Copyright (c) Microsoft Corporation. All rights reserved.  
Licensed under the MIT License.

## ONNX Runtime Question Answering with MobileBert model


In this tutorial, you will learn the end-to-end steps to obtain from a HuggingFace model, convert to ONNX format and then add pre/post processing steps to the ONNX model using onnxruntime-extensions library. And apply directly in a sample mobile android/ios application if applicable.

### 0. Prerequisites

You will need to pip install `onnxruntime onnx onnxruntime_extensions transformers` as the necessary libraries.

```sh
    pip install onnx
```
```
    pip install onnxruntime
```
```
    pip install onnxruntime_extensions
```
```
    pip install transformers
```

To work with Python in Jupyter Notebooks, you must activate an [Anaconda](https://www.anaconda.com/) environment or another Python environment in which you've installed the [Jupyter package](https://pypi.org/project/jupyter/). 

In [27]:
import io
import numpy as np
import onnx
import onnxruntime as ort

###  1. Prepare ONNX Model from HuggingFace MobileBert model

In [18]:
import transformers
from transformers.onnx import FeaturesManager
from pathlib import Path
from onnxruntime.quantization import quantize_dynamic, QuantType

In [19]:
def create_onnx_model_from_huggingface(hf_model_name, onnx_model_path):
    """
        Load the model from huggingface and export it to onnx
    """
    tokenizer = transformers.AutoTokenizer.from_pretrained(hf_model_name)
    model = transformers.MobileBertForQuestionAnswering.from_pretrained(hf_model_name)
    
    model_kind, model_onnx_config = FeaturesManager.check_supported_model_or_raise(model, feature="question-answering")
    onnx_config = model_onnx_config(model.config)
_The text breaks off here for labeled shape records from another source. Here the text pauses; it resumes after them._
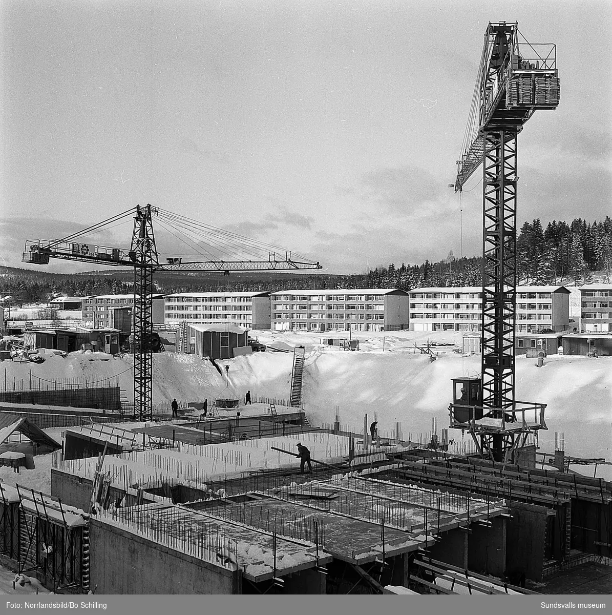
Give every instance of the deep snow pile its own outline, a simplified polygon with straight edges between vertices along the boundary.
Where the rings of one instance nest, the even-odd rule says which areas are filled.
[[[346,337],[347,333],[257,332],[263,343],[280,341],[305,346],[302,403],[314,426],[332,423],[338,406],[341,423],[359,432],[366,413],[369,423],[376,414],[381,434],[392,435],[395,421],[401,422],[404,439],[409,434],[431,432],[434,419],[439,430],[448,425],[451,378],[480,371],[479,357],[462,357],[451,351],[461,343],[460,333],[353,333],[353,339],[360,343],[360,350],[355,352],[320,343],[323,336]],[[455,346],[433,347],[439,354],[431,362],[418,350],[415,354],[414,344],[424,345],[428,340]],[[107,360],[98,360],[94,354]],[[247,389],[256,397],[289,397],[292,354],[257,352],[221,362],[229,365],[229,387],[239,399],[243,400]],[[550,355],[542,368],[535,367],[535,362],[524,355],[517,357],[516,397],[548,405],[549,430],[540,432],[540,450],[552,452],[554,432],[562,431],[567,454],[612,461],[612,358]],[[9,389],[14,376],[18,387],[22,379],[29,382],[31,370],[33,382],[36,376],[50,381],[87,378],[93,381],[116,376],[128,397],[131,395],[130,355],[113,358],[102,353],[77,352],[66,359],[47,357],[39,365],[8,361],[2,365]],[[173,353],[154,356],[154,403],[168,403],[174,397],[183,402],[207,397],[210,402],[226,395],[227,384],[224,374],[222,376],[210,361]],[[450,437],[461,438],[460,432],[450,432]],[[588,467],[583,470],[592,472]],[[598,469],[597,475],[603,475]]]

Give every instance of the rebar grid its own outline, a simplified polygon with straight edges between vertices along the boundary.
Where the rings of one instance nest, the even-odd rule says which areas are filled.
[[[283,509],[270,508],[246,499],[242,502],[233,502],[227,506],[219,506],[211,514],[228,521],[250,526],[266,532],[277,532],[301,542],[310,542],[320,548],[325,546],[325,524],[324,521],[304,510],[288,512]]]
[[[96,518],[227,570],[238,566],[237,541],[225,528],[175,507],[100,510]]]

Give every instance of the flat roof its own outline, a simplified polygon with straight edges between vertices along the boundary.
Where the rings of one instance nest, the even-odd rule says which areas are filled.
[[[284,576],[332,561],[329,554],[305,541],[214,516],[186,506],[156,502],[106,511],[93,520],[141,536],[158,544],[227,570],[242,571],[253,582]],[[276,568],[274,542],[276,542]]]
[[[406,293],[405,290],[399,288],[320,288],[313,290],[278,290],[272,295],[386,295],[388,293],[399,291]],[[407,295],[408,293],[406,293]]]
[[[267,290],[245,290],[240,293],[173,293],[165,297],[258,297],[267,296]]]

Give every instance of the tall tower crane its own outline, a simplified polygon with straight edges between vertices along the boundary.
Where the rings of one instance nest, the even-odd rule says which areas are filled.
[[[134,228],[129,250],[79,243],[77,238],[88,233],[99,232],[114,226],[122,219],[133,216]],[[134,411],[142,421],[152,418],[152,373],[153,349],[151,346],[153,333],[153,274],[155,271],[221,271],[229,274],[230,271],[286,271],[321,269],[318,263],[296,261],[286,252],[284,258],[277,258],[275,252],[268,252],[267,260],[226,261],[210,260],[182,262],[182,258],[170,258],[165,263],[160,263],[159,254],[155,245],[152,216],[159,216],[160,224],[177,239],[179,228],[191,231],[216,231],[212,227],[178,216],[172,212],[160,210],[151,205],[141,206],[117,214],[103,222],[84,229],[61,239],[52,240],[28,240],[25,244],[22,261],[34,264],[48,264],[50,258],[61,258],[96,264],[134,268]],[[227,240],[239,240],[249,242],[251,249],[248,255],[255,256],[261,253],[264,244],[252,242],[233,233],[216,233],[215,241],[218,244]],[[184,243],[187,243],[181,239]],[[190,242],[198,252],[202,252],[202,244]],[[257,244],[259,244],[259,245]],[[189,245],[189,244],[187,244]],[[244,251],[244,250],[243,250]],[[208,252],[209,255],[211,254]]]
[[[517,135],[535,111],[557,107],[559,81],[555,46],[519,36],[516,23],[487,28],[454,184],[461,192],[483,163],[481,378],[453,379],[451,427],[468,429],[481,453],[496,461],[546,428],[543,405],[514,399]]]

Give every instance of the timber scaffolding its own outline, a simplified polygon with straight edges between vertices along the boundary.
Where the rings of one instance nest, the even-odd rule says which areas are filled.
[[[0,485],[0,554],[5,565],[55,592],[89,589],[88,515],[60,499]]]
[[[283,588],[286,583],[291,586],[292,581],[286,578],[290,575],[305,571],[324,574],[324,566],[332,559],[323,549],[316,522],[313,541],[310,542],[228,520],[215,512],[157,502],[100,510],[92,515],[92,524],[98,552],[98,561],[93,563],[92,576],[100,584],[102,593],[117,593],[120,587],[124,591],[119,593],[135,593],[125,591],[125,584],[133,589],[139,582],[152,584],[155,589],[147,591],[145,587],[145,590],[135,593],[277,593],[275,587]],[[135,574],[140,576],[139,571],[135,571],[138,566],[125,569],[124,575],[109,574],[104,563],[108,565],[117,557],[127,556],[130,548],[127,545],[130,541],[125,538],[130,536],[144,539],[141,541],[141,554],[136,558],[143,557],[142,552],[159,551],[161,548],[166,554],[178,552],[189,556],[191,568],[205,563],[208,582],[211,578],[218,579],[216,590],[207,591],[203,585],[190,588],[186,584],[181,587],[178,579],[173,582],[179,587],[173,589],[155,587],[156,581],[167,583],[173,576],[167,570],[160,569],[157,563],[149,571],[151,578],[148,581],[132,577]],[[113,538],[117,536],[124,544],[119,554],[111,547],[116,544]],[[224,577],[226,579],[224,587]],[[230,579],[229,583],[228,578]],[[246,591],[245,582],[248,586]],[[220,590],[222,587],[224,590]]]
[[[291,538],[312,541],[318,534],[334,557],[328,593],[391,593],[386,584],[422,591],[423,579],[415,575],[432,552],[446,562],[445,574],[453,562],[466,575],[468,562],[489,574],[505,569],[504,501],[469,493],[349,474],[184,506]],[[492,587],[477,573],[469,579],[474,593],[530,593],[500,581]],[[438,593],[460,593],[452,590]]]

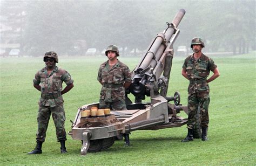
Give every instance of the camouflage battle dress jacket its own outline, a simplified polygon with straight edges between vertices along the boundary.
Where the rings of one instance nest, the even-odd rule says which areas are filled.
[[[210,71],[213,72],[217,67],[213,60],[203,53],[198,60],[196,60],[193,54],[187,57],[182,67],[186,70],[190,79],[188,94],[203,93],[208,94],[210,89],[206,78]]]
[[[63,81],[67,85],[73,82],[67,71],[57,66],[55,66],[50,75],[48,75],[46,67],[37,72],[33,82],[41,87],[41,98],[38,102],[40,106],[53,107],[63,104],[61,94]]]
[[[108,61],[101,64],[98,73],[98,81],[102,82],[100,99],[105,102],[125,100],[124,84],[131,82],[129,67],[118,61],[111,69]]]

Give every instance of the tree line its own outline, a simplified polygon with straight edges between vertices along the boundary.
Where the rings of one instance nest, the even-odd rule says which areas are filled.
[[[12,13],[25,11],[16,23],[22,27],[24,51],[65,53],[80,40],[100,51],[112,44],[144,50],[181,8],[186,13],[175,46],[189,47],[193,37],[200,37],[206,51],[235,54],[255,49],[254,1],[15,1],[1,6],[1,15],[9,20]]]

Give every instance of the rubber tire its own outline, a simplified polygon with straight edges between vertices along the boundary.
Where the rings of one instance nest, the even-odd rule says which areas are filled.
[[[114,138],[113,137],[90,140],[90,147],[88,149],[89,152],[95,153],[106,149],[113,145],[114,142]]]

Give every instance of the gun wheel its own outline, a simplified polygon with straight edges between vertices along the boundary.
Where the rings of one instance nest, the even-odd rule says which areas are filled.
[[[112,147],[114,142],[114,138],[113,137],[99,140],[91,140],[88,151],[95,153],[106,149]]]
    onnx_inputs, onnx_outputs = transformers.onnx.export(tokenizer, # pretrained generic tokenizer class for the model
                                                         model, # pretrained hf model
                                                         onnx_config, # onnx configurations which includes input/output names/types info
                                                         16, # opset_version - the ONNX version to export the model to
                                                         onnx_model_path) # where to save the exported onnx model

In [20]:
onnx_model_path = Path('mobilebert_uncased_squad_v2.onnx')
if not onnx_model_path.exists():
    print("Creating ONNX model from huggingface model...")
    create_onnx_model_from_huggingface('csarron/mobilebert-uncased-squad-v2', onnx_model_path)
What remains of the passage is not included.